Keempat, yang akan dielaborasi lebih lanjut, restrukturisasi kelembagaan melalui amalgamasi/penggabungan dan merger/peleburan, sebagaimana diamanatkan Pasal 14 UU No 25/1992 tentang Perkoperasian. Strategi ini bertujuan menaikkan skala ekonomi koperasi sehingga dapat lebih efektif dan efisien dalam bisnisnya. Harapannya, jumlah badan hukum koperasi mengecil, tapi jumlah anggota dan layanannya meluas.

Koperasi stunting

Harus diakui, sebagian koperasi kita mengalami stagnasi bisnis meski telah eksis selama puluhan tahun. Kondisi itu layaknya orang yang mengalami stunting atau kuntet. Gejala stunting pada koperasi terlihat pada penolokukuran rasio pertumbuhan jika dibandingkan dengan waktu. Diketahui koefisien pertumbuhan pada koperasi skala besar, menengah, atau kecil sangat rendah.

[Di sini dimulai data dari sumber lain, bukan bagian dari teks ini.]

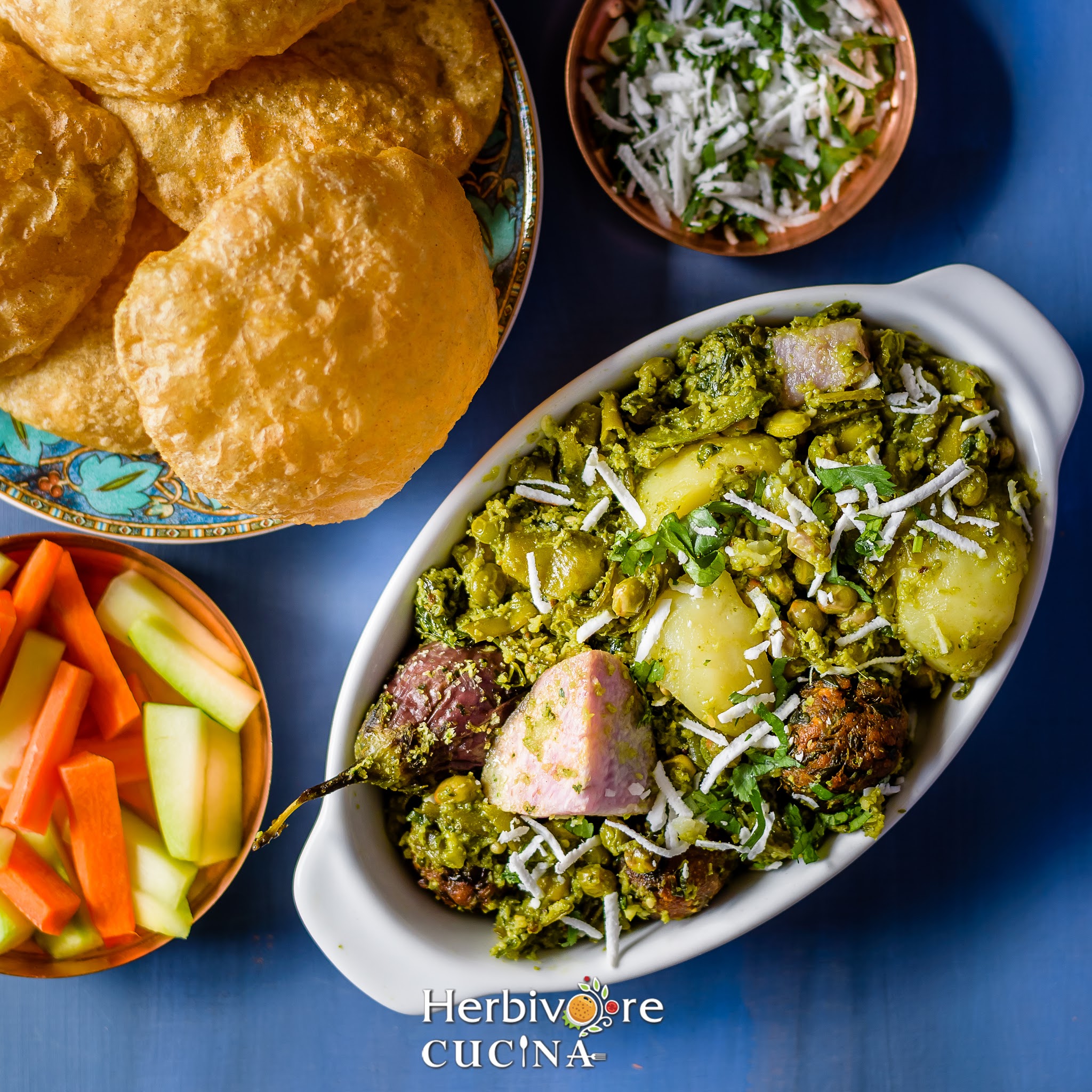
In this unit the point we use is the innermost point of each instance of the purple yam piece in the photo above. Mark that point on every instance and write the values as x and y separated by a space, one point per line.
576 745
821 359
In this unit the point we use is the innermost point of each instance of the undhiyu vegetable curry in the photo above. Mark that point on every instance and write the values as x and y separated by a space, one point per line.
690 635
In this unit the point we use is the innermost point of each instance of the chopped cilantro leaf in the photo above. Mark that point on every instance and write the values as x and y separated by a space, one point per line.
699 539
777 725
781 685
833 578
856 478
646 672
572 937
871 543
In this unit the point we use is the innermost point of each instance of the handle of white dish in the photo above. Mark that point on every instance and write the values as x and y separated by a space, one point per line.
998 310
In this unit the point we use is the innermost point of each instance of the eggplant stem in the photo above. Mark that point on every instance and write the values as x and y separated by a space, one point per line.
339 781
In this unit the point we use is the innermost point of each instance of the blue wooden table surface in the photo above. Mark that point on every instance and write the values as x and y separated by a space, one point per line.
958 953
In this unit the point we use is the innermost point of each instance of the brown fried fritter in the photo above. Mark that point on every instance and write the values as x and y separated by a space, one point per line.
665 890
464 889
851 731
68 189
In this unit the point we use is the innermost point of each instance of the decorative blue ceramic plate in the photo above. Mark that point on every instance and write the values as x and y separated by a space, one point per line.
141 497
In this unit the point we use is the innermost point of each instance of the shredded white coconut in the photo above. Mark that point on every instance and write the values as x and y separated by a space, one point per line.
758 511
675 802
710 92
699 730
543 497
595 625
542 604
977 521
1019 509
982 421
527 881
949 476
548 834
651 632
596 515
560 486
615 485
576 923
612 925
960 542
860 635
745 707
641 840
512 834
574 855
657 814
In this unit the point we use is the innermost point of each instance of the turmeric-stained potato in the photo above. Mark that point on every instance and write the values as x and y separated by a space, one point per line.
683 483
701 648
157 51
424 75
953 607
68 187
307 348
77 390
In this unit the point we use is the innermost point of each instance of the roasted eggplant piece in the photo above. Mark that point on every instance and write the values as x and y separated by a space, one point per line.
679 887
435 717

Pertumbuhan yang berjalan lambat, dibarengi dengan kenaikan berbagai biaya, menyebabkan kemanfaatan koperasi yang kian mengecil. Fenomena stunting, dulu banyak dialami koperasi fungsional seperti koperasi karyawan/pegawai karena area operasionalnya di pasar tertutup atau terlokalisasi. Namun, kini banyak koperasi-koperasi masyarakat yang mengalami kondisi serupa.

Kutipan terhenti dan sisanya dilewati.